Create the main script:

cat > main.py <<'EOF'
#!/usr/bin/env python3
"""Main entry point for sales analysis"""
import sys
import argparse
from analyzer import load_data, analyze_revenue, create_visualizations, save_report

def main():
    parser = argparse.ArgumentParser(description='Analyze sales data')
    parser.add_argument('--input', default='data/sales.csv', help='Input CSV file')
    parser.add_argument('--output', default='report.txt', help='Output report file')
    parser.add_argument('--plots', action='store_true', help='Generate plots')
    args = parser.parse_args()

    print(f"Loading data from {args.input}...")
    df = load_data(args.input)
    print(f"✓ Loaded {len(df)} records")

    print("\nAnalyzing revenue...")
    stats = analyze_revenue(df)
    print(f"✓ Total revenue: ${stats['total']:.2f}")

    if args.plots:
        print("\nGenerating visualizations...")
        create_visualizations(df)

    print(f"\nSaving report to {args.output}...")
    save_report(stats, args.output)

    print("\n🎉 Analysis complete!")

if __name__ == '__main__':
    main()
EOF

Step 2.3: Add Dependencies

cat > requirements.txt <<'EOF'
pandas==2.0.3
matplotlib==3.7.2
EOF

Step 2.4: Copy Data

cp ../sales.csv data/

Step 2.5: Create Enhanced Manifest

cat > job.json <<'EOF'
{
  "entrypoint": "main.py",
  "interpreter": "python3",
  "args": ["--input", "data/sales.csv", "--plots"],
  "requirements": "requirements.txt",
  "outputs": ["report.txt", "plots/*.png"],
  "timeout": 300,
  "memory_mb": 512
}
EOF

Step 2.6: Submit Project

# Package entire project
tar czf ../analytics-project.tar.gz .

# Submit
cd ..
RESPONSE=$(curl -s -X POST http://localhost:8443/submit \
  -F "files=@analytics-project.tar.gz" \
  -F "manifest=$(cat analytics-project/job.json)")

JOB_ID=$(echo $RESPONSE | jq -r '.job_id')
echo "Job submitted: $JOB_ID"

# Wait for completion (this may take 30-60 seconds for pip install)
echo "Installing dependencies..."
sleep 45

# Check status
curl http://localhost:8443/status/$JOB_ID | jq '.status'

Step 2.7: Download Results

# List available outputs
curl http://localhost:8443/outputs/$JOB_ID | jq

# Download all outputs as tarball
curl http://localhost:8443/download/$JOB_ID -o results.tar.gz
tar xzf results.tar.gz

# View files
ls -R plots/
cat report.txt

Dependency Installation

Sandrun installs dependencies in the sandbox on first use.
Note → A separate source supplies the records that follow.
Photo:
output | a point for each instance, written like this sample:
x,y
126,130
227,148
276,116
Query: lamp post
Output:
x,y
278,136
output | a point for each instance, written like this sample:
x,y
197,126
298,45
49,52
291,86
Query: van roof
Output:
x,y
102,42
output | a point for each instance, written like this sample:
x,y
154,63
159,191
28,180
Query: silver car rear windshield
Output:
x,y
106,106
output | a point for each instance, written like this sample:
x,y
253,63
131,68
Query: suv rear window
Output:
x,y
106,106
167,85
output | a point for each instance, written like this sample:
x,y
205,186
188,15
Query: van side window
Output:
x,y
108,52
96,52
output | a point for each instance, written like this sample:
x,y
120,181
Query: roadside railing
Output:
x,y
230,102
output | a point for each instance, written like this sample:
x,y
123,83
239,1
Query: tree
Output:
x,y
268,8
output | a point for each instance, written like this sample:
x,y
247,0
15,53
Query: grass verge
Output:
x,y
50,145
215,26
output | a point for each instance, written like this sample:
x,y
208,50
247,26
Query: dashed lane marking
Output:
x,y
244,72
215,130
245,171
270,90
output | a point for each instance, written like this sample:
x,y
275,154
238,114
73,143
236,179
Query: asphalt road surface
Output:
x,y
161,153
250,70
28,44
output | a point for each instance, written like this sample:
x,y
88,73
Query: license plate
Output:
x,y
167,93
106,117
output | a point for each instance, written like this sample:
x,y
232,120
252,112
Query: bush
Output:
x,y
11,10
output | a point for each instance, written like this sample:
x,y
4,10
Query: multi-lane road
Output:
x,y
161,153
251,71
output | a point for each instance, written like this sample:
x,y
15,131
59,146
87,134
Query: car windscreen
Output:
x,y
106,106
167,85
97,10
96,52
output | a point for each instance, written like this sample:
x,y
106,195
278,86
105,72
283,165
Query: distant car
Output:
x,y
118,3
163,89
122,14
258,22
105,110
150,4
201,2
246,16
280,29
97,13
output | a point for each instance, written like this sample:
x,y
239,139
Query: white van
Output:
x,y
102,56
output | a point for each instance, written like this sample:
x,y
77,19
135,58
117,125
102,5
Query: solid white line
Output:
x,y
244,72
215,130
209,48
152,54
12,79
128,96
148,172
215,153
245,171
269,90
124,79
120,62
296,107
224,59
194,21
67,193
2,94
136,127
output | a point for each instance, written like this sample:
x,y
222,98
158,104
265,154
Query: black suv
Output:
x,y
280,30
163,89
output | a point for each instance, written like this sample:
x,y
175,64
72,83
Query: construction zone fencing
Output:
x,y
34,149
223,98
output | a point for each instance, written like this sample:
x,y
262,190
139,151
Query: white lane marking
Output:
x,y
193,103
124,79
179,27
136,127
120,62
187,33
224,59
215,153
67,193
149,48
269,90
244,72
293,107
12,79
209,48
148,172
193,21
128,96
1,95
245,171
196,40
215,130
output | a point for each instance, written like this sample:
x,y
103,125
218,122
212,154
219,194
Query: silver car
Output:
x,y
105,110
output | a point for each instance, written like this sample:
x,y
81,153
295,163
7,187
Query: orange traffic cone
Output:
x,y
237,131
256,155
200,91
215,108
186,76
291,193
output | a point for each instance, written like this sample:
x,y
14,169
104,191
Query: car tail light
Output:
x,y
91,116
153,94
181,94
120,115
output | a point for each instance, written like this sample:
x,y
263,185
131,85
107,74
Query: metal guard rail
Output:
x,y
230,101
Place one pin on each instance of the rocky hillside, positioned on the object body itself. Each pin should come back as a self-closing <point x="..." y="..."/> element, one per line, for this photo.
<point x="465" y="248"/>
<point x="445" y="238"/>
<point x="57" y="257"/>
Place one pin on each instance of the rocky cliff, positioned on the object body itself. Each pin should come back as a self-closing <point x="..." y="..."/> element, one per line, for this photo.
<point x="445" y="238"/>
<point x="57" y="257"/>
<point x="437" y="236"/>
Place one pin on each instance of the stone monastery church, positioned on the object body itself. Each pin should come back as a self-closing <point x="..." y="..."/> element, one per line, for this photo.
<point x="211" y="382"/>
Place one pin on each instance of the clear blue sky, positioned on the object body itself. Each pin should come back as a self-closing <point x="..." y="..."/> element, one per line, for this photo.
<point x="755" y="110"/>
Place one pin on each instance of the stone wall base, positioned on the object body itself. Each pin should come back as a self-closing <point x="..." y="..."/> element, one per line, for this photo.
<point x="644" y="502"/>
This adds startup time but ensures complete isolation. For faster execution, use pre-built environments (next section).

Checkpoint 2

You've built a modular project with external dependencies! Notice how Sandrun automatically installed pandas and matplotlib without any local setup.

Part 3: Using Pre-Built Environments

Installing dependencies on every job is slow. Let's use Sandrun's pre-built environments for faster execution.

Step 3.1: List Available Environments

curl http://localhost:8443/environments | jq

Response:

{
  "environments": [
    {
      "name": "ml-basic",
      "packages": ["numpy", "pandas", "scikit-learn", "matplotlib"],
      "python_version": "3.10.12"
    },
    {
      "name": "data-science",
      "packages": ["numpy", "pandas", "matplotlib", "seaborn", "jupyter"],
      "python_version": "3.10.12"
    }
  ]
}

Step 3.2: Update Manifest

cd analytics-project

# Use ml-basic environment (has pandas and matplotlib pre-installed)
cat > job.json <<'EOF'
{
  "entrypoint": "main.py",
  "interpreter": "python3",
  "environment": "ml-basic",
  "args": ["--input", "data/sales.csv", "--plots"],
  "outputs": ["report.txt", "plots/*.png"],
  "timeout": 300,
  "memory_mb": 512
}
EOF

Environment Benefits

By specifying "environment": "ml-basic", we skip pip installation entirely. The job starts instantly because pandas and matplotlib are already available.

Step 3.3: Submit with Environment

tar czf ../analytics-env.tar.gz .
cd ..

RESPONSE=$(curl -s -X POST http://localhost:8443/submit \
  -F "files=@analytics-env.tar.gz" \
  -F "manifest=$(cat analytics-project/job.json)")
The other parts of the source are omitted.